A: Ik ontkom er blijkbaar niet aan. Toegegeven, het is frustrerend. Ik besef terdege dat ik met stelsellogica niet zinvol kan communiceren met iemand die weliswaar de retoriek van integratie, innovatie enzovoort bedrijft, maar onverminderd de traditionele apartheidslogica volgt. Elke keer als ik het probeer, ben ik het die vanuit het fundamentalisme van de apartheidslogica voor gek versleten dreigt te raken.

V: Moet je het niet gewoon laten zien? Zeg maar, bewijzen dat het op de evenwichtige stelselmanier wel werkt?

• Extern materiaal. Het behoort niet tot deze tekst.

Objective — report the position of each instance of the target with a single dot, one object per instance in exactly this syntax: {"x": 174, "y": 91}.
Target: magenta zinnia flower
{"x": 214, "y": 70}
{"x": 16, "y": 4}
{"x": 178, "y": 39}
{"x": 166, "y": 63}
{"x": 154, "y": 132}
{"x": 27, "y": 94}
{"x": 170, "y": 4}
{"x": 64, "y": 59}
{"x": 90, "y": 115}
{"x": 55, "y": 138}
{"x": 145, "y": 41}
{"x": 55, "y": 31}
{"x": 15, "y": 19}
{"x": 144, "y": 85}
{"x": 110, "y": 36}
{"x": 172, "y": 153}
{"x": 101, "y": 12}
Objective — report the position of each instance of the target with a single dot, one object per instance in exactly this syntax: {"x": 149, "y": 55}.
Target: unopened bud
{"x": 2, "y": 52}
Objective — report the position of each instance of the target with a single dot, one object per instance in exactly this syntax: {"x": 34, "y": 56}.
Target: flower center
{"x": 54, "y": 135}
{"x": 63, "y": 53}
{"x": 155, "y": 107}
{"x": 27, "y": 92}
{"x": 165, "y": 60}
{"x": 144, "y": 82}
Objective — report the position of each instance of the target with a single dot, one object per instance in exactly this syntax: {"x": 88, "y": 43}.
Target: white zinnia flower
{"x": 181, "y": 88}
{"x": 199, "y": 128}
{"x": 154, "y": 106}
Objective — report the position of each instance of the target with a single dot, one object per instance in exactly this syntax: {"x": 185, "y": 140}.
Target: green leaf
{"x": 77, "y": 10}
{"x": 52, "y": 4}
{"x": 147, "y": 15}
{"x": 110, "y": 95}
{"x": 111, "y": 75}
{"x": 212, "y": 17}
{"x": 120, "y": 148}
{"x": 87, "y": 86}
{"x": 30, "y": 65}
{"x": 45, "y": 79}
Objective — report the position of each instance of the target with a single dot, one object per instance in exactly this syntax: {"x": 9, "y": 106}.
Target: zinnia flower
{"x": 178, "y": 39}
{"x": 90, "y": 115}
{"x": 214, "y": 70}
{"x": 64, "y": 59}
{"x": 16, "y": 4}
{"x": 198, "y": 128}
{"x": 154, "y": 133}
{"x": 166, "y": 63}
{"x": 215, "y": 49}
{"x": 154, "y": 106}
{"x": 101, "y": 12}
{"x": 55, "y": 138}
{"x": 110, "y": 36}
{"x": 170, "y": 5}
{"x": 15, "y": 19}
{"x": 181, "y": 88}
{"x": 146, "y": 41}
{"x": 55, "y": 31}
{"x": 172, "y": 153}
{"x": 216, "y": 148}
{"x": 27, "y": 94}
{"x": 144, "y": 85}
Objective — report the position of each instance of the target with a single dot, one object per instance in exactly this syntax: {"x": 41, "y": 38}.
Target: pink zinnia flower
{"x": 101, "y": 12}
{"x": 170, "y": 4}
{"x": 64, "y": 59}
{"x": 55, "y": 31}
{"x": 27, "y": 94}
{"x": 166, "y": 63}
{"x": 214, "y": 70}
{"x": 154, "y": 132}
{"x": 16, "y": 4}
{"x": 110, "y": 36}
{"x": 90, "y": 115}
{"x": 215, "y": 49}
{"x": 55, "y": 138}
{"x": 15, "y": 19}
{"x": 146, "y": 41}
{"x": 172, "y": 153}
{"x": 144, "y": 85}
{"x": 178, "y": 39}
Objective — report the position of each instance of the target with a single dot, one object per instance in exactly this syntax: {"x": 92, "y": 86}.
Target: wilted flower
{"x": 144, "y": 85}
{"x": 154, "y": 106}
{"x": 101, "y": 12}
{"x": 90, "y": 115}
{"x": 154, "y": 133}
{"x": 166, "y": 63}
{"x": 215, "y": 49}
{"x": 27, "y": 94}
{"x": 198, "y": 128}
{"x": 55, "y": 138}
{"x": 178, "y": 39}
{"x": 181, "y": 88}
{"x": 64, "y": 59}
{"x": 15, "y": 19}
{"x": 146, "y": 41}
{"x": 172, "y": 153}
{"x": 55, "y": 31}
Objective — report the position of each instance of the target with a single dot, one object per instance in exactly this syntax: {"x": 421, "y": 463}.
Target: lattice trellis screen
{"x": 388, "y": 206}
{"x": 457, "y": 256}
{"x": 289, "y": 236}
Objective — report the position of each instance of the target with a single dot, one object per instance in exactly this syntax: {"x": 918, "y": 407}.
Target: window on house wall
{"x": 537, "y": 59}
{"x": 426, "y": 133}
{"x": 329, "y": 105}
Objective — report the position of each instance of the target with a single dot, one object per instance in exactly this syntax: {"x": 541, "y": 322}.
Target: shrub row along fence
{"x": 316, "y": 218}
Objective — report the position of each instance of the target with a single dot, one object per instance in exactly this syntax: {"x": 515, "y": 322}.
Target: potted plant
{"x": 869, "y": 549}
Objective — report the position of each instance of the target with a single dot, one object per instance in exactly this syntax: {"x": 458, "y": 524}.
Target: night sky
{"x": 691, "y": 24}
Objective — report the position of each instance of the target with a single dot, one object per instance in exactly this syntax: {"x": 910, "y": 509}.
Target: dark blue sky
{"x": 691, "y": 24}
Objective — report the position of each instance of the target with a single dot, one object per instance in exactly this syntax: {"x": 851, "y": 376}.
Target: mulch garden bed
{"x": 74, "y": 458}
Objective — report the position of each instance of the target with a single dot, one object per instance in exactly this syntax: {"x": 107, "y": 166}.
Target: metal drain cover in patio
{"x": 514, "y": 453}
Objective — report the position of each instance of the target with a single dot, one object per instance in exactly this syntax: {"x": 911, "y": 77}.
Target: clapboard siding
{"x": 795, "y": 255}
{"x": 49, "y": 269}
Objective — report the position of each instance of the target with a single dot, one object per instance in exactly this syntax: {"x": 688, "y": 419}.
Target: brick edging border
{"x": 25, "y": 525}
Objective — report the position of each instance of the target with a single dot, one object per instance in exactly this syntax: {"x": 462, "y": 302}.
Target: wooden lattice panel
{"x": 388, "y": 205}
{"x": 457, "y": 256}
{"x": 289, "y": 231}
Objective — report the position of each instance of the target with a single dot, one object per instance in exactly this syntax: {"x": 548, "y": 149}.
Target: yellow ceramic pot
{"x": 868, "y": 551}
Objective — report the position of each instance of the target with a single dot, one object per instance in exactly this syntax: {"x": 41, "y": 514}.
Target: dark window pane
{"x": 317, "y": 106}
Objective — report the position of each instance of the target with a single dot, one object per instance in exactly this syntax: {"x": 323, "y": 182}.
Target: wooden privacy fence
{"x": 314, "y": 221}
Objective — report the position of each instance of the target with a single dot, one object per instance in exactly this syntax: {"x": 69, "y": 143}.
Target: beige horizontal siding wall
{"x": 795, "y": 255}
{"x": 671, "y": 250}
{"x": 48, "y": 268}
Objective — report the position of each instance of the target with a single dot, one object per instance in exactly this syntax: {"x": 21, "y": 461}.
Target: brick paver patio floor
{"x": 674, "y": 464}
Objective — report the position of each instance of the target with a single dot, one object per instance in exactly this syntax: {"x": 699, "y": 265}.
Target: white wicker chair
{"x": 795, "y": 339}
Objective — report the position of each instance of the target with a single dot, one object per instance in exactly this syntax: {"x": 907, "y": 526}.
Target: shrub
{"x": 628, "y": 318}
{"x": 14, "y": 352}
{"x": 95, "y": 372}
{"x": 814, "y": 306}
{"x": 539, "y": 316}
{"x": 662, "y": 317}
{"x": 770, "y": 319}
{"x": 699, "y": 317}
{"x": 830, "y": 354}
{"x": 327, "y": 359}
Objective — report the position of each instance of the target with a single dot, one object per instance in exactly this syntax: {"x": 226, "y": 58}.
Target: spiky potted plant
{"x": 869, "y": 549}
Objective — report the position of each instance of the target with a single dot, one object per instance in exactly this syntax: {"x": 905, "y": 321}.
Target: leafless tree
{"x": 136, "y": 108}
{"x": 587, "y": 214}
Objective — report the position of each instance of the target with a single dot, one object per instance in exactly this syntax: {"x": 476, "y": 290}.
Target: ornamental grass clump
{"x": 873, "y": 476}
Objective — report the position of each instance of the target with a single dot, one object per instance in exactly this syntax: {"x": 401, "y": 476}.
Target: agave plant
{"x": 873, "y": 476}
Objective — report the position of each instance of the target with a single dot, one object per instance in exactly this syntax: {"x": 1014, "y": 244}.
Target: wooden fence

A: Daar heb ik met publicaties over metapatroon en zelfs prototypes vanalles aan gedaan. Zo gewoon is het dus niet.

V: Moedeloos?

A: Nee, per saldo niet. Voor informatievoorziening is de stelsellogica onontkoombaar. Het is slechts de vraag, wannéér zij een serieuze kans krijgt. Het Internet is een sterke impuls. Met stelsellogica is het evident dat de ruimte voor reële betekenisverschillen tegelijk leidt tot het optimum voor overeenkomsten. Nota bene, daarin heerst geen tegenstrijdigheid, maar hun harmonie geldt volgens een àndere logica, die van het gehele stelsel. Ik kan dat eindeloos herhalen en ook nogeens steeds harder gaan praten, maar wie plaatselijke met algemene geldigheid verwart, mist simpelweg het stelselmatige kader. Want simpel is het, zodra je vanuit het stelsel redeneert. Wat praktisch voor, zachtjes uitgedrukt, nogal wat extra oponthoud zorgt, is dat voor — het uitstel van — stelselbesluiten doorgaans mensen verantwoordelijk zijn die er niet of nauwelijks directe gevolgen van ervaren. Neem de informatievoorziening in de openbare sector, over een stelsel gesproken waarom iedereen zit te springen. Maar wie verdient nu minder salaris, wie doet de eigen loopbaan tekort met beslissingen die vanuit stelsellogica averechts uitpakken? Je hebt gelijk, ik stel een retorische vraag. Het blijkt lastig een plaatselijke oriëntatie te overstijgen. Merkwaardig genoeg willen bestuurders van grote ondernemingen er evenmin aan, hoewel ze dankzij een wèrkend informatiestelsel nog veel meer kunnen verdienen. Wie weet helpt dit vraaggesprek. Bedankt.